Locals fume as hotel dreams are dashed in Riverside

COURTESY PHOTO | An artist's rendering of what the proposed hotel would have looked like

Developer Dede Gotthelf, owner of a 20-acre site in Riverside where she had once planned to build a hotel and conference center, has agreed to sell the property to the county for preservation, eliminating any chance it ever will be developed for a hotel or anything else.

For residents of Flanders, Riverside and Northampton, who had long hoped the hotel would be the economic generator they’ve wanted for their neighborhood, the agreement and the county Legislature’s December vote to approve the purchase were slaps in the face.

“Unfortunately, this property has been removed from ever being tax rate-able,” Brad Bender, president of the Flanders Riverside and Northampton Community Association, said at the group’s meeting on Monday. “It’s gone. They beat her down. It’s another piece of tax revenue that we’ve lost.”

The property is located along the Peconic River, just east of McDonald’s.

In 2001, the state Department of Transportation condemned a 25-acre portion of land originally intended to be part of the project and built a drainage sump there. And in recent years, as Ms. Gotthelf encountered difficulty securing permission to develop the property, the land had become a site where homeless people and prostitutes lived.
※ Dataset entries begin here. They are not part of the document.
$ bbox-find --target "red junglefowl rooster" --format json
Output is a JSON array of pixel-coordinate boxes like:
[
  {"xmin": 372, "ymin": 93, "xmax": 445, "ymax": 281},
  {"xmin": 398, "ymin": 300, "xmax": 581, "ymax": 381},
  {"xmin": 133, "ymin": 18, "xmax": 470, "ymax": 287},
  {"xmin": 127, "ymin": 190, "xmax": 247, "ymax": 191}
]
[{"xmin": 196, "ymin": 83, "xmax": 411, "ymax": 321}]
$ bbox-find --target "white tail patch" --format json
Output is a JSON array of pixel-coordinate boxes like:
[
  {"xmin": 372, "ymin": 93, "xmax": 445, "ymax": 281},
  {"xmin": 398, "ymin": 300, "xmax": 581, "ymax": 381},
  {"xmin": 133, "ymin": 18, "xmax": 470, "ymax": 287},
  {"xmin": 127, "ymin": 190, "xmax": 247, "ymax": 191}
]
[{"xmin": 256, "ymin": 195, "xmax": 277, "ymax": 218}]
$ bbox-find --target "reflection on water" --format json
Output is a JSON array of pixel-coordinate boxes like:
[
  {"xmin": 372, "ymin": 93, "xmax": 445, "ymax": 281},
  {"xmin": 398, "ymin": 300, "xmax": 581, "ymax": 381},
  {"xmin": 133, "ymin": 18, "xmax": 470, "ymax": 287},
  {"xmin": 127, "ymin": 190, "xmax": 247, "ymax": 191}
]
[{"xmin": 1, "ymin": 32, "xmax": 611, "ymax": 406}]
“I think everyone in the room was for that project,” Mr. Bender said Monday. “It’s current use is a dumping ground for wayward souls, homeless people and their garbage and whatever you leave behind when you’re homeless.” Now that the owner, Ms. Gotthelf, has sold the property to the county, he said, “we will not have any development on that corridor of Route 24, The homeless can stay. The drug dealers can stay, and so can the prostitutes.

“They still have their hotel on the river.”

Northampton resident Chris Sheldon blamed “dragging of feet” by the town and the state for killing the hotel project. Officials from both levels of government raised objections to the project on environmental grounds.

“And why were we kept in the dark about this after 10 years of being involved?” Mr. Sheldon asked of the purchase agreement. He said County Legislator Jay Schneiderman (I-Montauk) knew of the community’s support for the hotel yet residents had been unaware of the deal.

Addressing community concerns, Mr. Schneiderman said in an interview Tuesday, “I understand their need for tax rateables and jobs, but it just wasn’t happening here. The owner wasn’t getting the permits for this project. There wasn’t enough room to get a sewage treatment plant on the site, there are a lot of wetlands on the site. It wasn’t going to happen. They were not going to get the scale of development here that Dede envisioned.”

Mr. Schneiderman said Ms. Gotthelf had asked the county to purchase the land.

He said there had been no attempt to keep the purchase a secret. He said the county first added the site to its list of lands worthy of preservation in 2005, and the resolution authorizing its acquisition was tabled at an earlier Legislature meeting before it was approved on Dec. 21.

Flanders resident Dave Brewer said there is already a lot of tax-exempt land in Flanders and Riverside, and the county should make payments in lieu of lost tax revenue to support services in the area.

Mr. Bender blamed the Town of Southampton for “dropping the ball” on the hotel project, and on an industrial park planned for the old drive-in property in Riverside, where he said the town has yet to accept the roads into the town road system, so they can’t be paved or plowed.

“I’m quite upset about these,” he said. “I just cannot fathom how we can drop the ball so many times in one community.”

Ms. Gotthelf, who first proposed the hotel in 2000, filed a federal lawsuit in 2008, claiming, among other charges, that Southampton Town and New York State had conspired to delay her project in order to force her to sell it at a lower price.

The 15-0 vote to authorize the acquisition of Ms. Gotthelf’s land as open space for $3.5 million came on Dec. 21, with two abstentions and one absence. County Executive Steve Levy signed the bill into law on Dec. 28. The resolution was introduced by President Officer Bill Lindsay (D-Sayville) at the request of Mr. Levy and Mr. Schneiderman.

Ms. Gotthelf, who also owns the Southampton Inn in Southampton, purchased the property in 2006 for $3 million. She could not be reached for comment.

“This was ridiculous,” Mr. Sheldon said. “This was our last chance for a nice tax base and now it’s gone.”